When Andy walks back into Runway, it does not feel like a return. It feels like a concession.


The magazine still carries its gloss, but the certainty behind it has thinned. It is no longer shaping culture with confidence; it is negotiating relevance in real time. The shift is subtle, but it is constant.


Miranda Priestly remains at the helm, but even she is no longer operating from absolute power. The change is not dramatic, and that is precisely why it works. There are HR constraints now. Corporate oversight. A boardroom she answers to. For a character once defined by control, that quiet containment lands harder than any confrontation.



What the film understands clearly is this: authority in fashion no longer belongs to one voice. It has fragmented. It is public, digital, and unpredictable. Runway is no longer deciding culture. It is trying to keep up with it.


The first film treated fashion as spectacle, even when it critiqued it. This sequel treats it as infrastructure.


A central storyline revolves around an editorial misstep—a feature that unintentionally praises a fast-fashion company tied to unethical production. The fallout is immediate and corporate. Investors intervene. Leadership is questioned. Reputation becomes currency.


Fashion, here, is not romantic. It is strategic. It is political. It is tied to capital, ownership, and survival. The boardroom carries as much weight as the runway—if not more.


Even Emily, once defined by proximity to power, now operates within it. Positioned inside a luxury house, she influences the system rather than serving it. The hierarchy has not disappeared; it has simply restructured itself.


Alongside fashion, the film places equal weight on journalism.


Andy’s trajectory is not about returning to Runway. It is about confronting what journalism has become. She enters as a serious writer—grounded in credibility and purpose—only to find herself navigating an industry where those values are increasingly difficult to sustain.

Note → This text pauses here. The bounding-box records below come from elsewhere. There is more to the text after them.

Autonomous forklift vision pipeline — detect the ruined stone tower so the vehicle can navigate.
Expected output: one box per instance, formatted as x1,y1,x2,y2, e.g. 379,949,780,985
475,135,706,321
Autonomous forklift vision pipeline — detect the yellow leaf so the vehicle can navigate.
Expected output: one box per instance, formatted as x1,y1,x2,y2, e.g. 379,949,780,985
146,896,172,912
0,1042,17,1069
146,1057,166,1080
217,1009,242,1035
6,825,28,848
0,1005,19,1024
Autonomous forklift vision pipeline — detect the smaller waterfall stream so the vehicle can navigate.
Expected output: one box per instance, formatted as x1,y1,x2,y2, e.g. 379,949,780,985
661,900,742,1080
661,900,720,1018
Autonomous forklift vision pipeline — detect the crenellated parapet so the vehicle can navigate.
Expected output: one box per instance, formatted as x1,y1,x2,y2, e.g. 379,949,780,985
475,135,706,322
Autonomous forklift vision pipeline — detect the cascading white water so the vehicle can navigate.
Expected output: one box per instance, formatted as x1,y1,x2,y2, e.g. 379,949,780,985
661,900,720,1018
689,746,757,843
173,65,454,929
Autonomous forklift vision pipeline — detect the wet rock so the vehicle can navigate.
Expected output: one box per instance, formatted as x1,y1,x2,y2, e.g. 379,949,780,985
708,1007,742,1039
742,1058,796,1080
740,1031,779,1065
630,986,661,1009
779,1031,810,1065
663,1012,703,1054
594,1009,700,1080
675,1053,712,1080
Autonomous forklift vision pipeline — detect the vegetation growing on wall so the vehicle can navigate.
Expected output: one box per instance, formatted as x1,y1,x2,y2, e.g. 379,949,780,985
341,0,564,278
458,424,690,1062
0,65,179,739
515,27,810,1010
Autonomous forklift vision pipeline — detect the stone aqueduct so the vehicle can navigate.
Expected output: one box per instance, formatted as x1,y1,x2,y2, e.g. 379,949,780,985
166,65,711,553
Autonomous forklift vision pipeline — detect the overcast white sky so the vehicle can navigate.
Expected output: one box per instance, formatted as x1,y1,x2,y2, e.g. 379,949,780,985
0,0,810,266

The film does not soften this reality. It acknowledges layoffs, shrinking editorial authority, and the growing dependence on external capital. At times, it feels less like a critique and more like a quiet mourning.


There is a late suggestion that significant funding might revive what has been lost. But the film resists certainty. It leaves the idea unresolved, as if aware that survival today often comes with its own compromises.

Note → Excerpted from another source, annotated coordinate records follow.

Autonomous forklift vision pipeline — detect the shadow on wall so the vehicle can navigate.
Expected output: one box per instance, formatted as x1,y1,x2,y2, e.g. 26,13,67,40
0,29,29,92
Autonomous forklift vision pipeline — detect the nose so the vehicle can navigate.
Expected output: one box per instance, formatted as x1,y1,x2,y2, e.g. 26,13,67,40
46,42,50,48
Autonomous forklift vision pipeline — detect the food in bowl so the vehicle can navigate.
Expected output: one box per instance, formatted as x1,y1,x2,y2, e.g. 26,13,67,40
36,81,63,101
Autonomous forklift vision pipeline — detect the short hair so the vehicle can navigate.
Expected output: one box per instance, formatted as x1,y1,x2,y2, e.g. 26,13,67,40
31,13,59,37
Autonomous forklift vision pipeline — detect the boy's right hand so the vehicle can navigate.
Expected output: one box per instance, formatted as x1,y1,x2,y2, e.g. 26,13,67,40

That ambiguity feels honest. Because the industry itself is.


The most compelling evolution belongs to Miranda. She remains composed, precise, and commanding—but her authority no longer defines the room in the same way. At moments, it feels as though the room has moved beyond her.

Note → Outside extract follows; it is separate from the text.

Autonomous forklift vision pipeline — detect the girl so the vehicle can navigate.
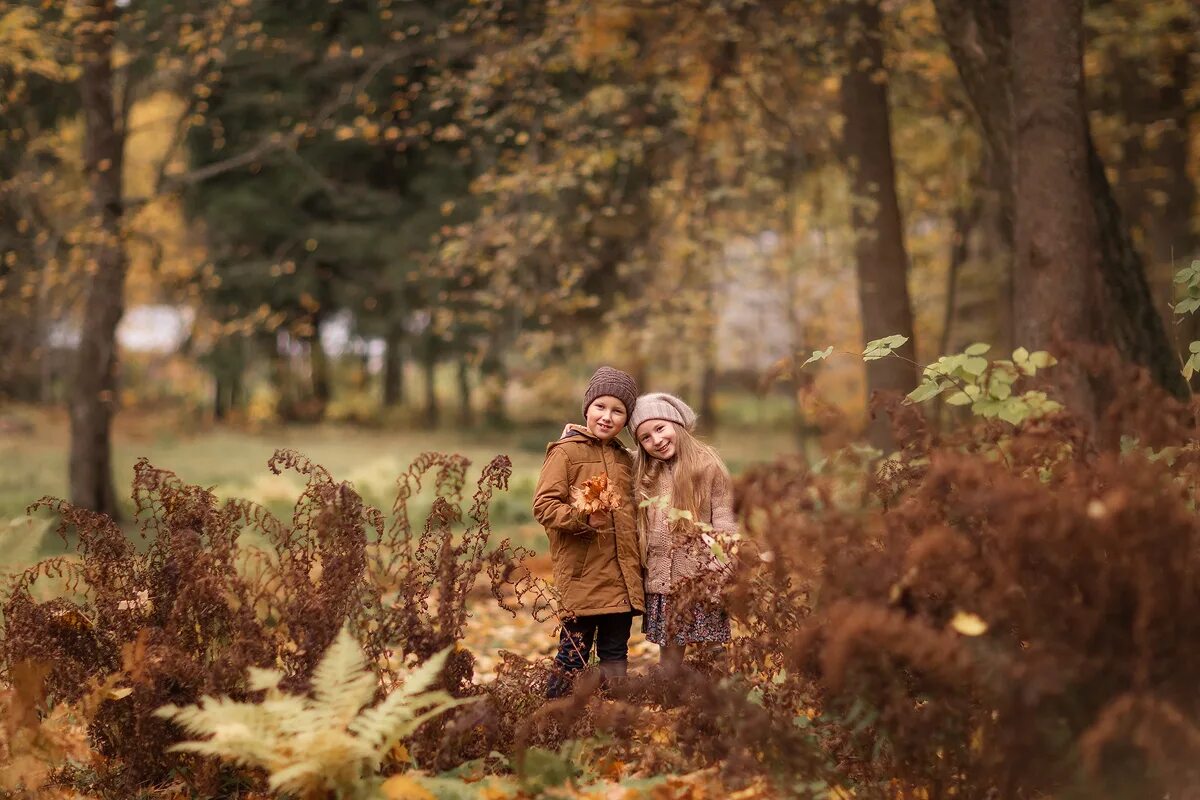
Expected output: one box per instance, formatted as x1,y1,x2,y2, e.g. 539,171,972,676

The film does not ask for sympathy. It simply observes.



What once read as discipline now borders on excess. What once commanded respect now invites scrutiny. It is a subtle but decisive shift—and perhaps the film’s most pointed insight. Power, particularly in fashion, is no longer enduring. It is conditional.


There is a temptation, with a film like this, to lean into nostalgia. To recreate what worked. To echo what audiences remember.


It resists that.


The familiar faces return, but the film is not interested in repetition. It is more concerned with examining what has changed within the industry and within the audience itself.

Because the audience has changed.


The people who once watched Andy navigate Runway as an outsider now understand the systems behind it. They have worked within them. They have seen industries evolve, destabilise, and rebuild. And the film meets them with that awareness.


The Devil Wears Prada 2 is not without flaws. Certain storylines linger longer than they should. Some emotional moments lack the precision the film is otherwise capable of. But those imperfections feel secondary to what it gets right.


It understands that fashion is no longer just about image—it is about business. That journalism is no longer just about storytelling—it is about survival. And that power, once assumed to be absolute, now exists under constant negotiation.


What the film ultimately leaves you with is not nostalgia, but recognition.


Not of what these worlds used to be—but of what they have become.